The anti-aircraft fire was very heavy and most of the aircraft were hit on the run in.  One or two aircraft skidded and their bombs fell on an infantry barracks that were near the wharf.

 

I think we were making our run in, all hell had broken loose and the flak included some 'flaming-onions' - an anti-aircraft rocket which was not very accurate.
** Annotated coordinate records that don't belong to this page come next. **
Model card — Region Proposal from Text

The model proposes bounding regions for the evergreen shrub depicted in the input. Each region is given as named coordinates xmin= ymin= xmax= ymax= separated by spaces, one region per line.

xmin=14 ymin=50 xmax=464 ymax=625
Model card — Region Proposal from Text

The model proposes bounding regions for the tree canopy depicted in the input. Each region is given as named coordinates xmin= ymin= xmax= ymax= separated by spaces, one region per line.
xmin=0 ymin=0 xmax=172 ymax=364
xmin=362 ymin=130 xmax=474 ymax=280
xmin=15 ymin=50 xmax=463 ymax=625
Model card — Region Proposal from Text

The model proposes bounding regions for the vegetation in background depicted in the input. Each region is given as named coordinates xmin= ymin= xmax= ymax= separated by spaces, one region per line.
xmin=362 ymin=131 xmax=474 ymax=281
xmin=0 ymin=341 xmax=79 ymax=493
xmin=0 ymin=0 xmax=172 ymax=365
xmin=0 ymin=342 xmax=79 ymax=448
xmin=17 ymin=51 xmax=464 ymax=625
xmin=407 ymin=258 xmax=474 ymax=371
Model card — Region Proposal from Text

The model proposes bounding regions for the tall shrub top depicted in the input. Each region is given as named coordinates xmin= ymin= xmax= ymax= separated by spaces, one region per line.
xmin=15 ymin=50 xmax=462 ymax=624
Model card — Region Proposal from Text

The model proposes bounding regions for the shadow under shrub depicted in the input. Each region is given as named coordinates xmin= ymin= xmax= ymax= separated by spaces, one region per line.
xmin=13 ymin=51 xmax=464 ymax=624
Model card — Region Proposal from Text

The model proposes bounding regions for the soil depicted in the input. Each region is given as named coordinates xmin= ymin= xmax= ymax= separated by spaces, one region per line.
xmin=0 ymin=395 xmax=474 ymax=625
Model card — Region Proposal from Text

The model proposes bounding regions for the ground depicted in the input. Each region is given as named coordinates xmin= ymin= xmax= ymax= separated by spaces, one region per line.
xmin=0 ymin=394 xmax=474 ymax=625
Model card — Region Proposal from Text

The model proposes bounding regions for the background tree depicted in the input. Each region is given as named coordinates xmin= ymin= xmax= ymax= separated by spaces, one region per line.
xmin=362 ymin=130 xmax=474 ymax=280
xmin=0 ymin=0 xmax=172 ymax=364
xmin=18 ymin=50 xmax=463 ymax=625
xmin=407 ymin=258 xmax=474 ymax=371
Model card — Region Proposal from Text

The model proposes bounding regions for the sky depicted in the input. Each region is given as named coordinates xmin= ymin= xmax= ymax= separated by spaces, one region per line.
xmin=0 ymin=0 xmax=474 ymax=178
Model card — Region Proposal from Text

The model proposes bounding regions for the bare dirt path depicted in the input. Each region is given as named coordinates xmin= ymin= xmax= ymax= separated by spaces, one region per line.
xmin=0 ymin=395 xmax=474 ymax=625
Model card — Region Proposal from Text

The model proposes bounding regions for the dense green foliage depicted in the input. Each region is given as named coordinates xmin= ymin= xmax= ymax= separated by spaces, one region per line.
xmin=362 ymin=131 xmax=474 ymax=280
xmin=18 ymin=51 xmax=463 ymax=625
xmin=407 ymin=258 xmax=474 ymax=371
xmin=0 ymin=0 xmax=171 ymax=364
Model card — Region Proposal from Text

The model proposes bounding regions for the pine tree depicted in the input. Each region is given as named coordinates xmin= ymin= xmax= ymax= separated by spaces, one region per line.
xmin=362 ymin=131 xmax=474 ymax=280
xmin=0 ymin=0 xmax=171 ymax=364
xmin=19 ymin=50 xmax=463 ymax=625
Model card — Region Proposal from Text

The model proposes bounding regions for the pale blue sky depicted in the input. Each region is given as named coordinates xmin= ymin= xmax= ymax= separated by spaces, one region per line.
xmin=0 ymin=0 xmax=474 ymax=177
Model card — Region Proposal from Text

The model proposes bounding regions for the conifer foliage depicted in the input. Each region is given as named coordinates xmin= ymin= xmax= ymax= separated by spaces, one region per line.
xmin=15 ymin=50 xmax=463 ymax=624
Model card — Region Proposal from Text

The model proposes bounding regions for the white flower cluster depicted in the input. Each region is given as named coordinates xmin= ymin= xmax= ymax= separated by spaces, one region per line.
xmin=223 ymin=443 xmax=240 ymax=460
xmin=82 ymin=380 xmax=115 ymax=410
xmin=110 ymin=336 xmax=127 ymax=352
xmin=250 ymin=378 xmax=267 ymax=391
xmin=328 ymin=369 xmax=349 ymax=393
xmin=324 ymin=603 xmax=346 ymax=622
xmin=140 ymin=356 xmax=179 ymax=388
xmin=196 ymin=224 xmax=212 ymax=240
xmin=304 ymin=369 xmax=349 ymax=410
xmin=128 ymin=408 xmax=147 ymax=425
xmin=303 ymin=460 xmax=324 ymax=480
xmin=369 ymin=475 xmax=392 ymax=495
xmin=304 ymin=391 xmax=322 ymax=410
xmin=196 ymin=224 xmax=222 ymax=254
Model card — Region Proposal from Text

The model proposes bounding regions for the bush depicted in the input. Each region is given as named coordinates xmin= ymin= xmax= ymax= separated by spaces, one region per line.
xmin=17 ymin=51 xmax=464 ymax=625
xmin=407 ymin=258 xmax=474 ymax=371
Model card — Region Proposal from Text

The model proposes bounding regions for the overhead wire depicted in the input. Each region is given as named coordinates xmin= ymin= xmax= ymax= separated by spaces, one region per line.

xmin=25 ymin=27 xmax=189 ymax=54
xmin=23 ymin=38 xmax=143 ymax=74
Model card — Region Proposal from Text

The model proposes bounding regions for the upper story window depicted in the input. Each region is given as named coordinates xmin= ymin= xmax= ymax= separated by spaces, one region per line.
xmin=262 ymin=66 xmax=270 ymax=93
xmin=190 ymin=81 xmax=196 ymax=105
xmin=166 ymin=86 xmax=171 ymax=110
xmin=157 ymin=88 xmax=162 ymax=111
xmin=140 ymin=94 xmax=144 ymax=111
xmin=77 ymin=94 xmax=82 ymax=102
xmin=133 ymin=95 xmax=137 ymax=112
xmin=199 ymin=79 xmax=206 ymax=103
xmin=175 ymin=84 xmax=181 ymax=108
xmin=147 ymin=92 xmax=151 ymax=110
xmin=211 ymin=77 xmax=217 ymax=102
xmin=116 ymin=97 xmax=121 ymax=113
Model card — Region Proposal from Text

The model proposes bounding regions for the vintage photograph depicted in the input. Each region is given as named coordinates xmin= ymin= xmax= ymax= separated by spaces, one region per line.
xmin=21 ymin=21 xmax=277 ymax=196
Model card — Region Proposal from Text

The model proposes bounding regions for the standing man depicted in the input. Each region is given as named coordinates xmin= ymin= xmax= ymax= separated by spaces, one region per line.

Suddenly, I was not in communication with my pilot...

 

...On this run in, the intercom had gone out and the pilot thought his bomb-aimer had 'had it'. he thought he'd make the run on his own but found that the bombs had gone."

 

The Pola raid and similar escapades by 454 Squadron was not missed by the Press at home in Australia.  On Wednesday, 3 January 1945, the Herald reported:

 

TOUGH TASKS

The Baltimore's job was to blast gun positions with high explosive and troop concentrations with fragmentation bombs.

 

In one spell of good weather they flew 24 sorties on successive days.  Early in the month they attacked harbour installations at Pola, near the top of the Adriatric.

 

Pola was a heavily defended target, and the Baltimores had to fly through 400 or 500 bursts of heavy calibre ack ack.

 

The Squadron had also operated across the Adriatic in support of Tito's partisans in Jugoslavia, bombing towns sheltering Germans.

 

Leaders in these operations came from four States:  Squadron Leader V. Cashmore, of Henley Beach, S.A.; Squadron Leader P.A. Strickland of West Perth; Flight Lieutenant C.B. Stinson of Canowindra N.S.W.; and Flight Lieut. D.D. Fraser of Myrniong, Vic.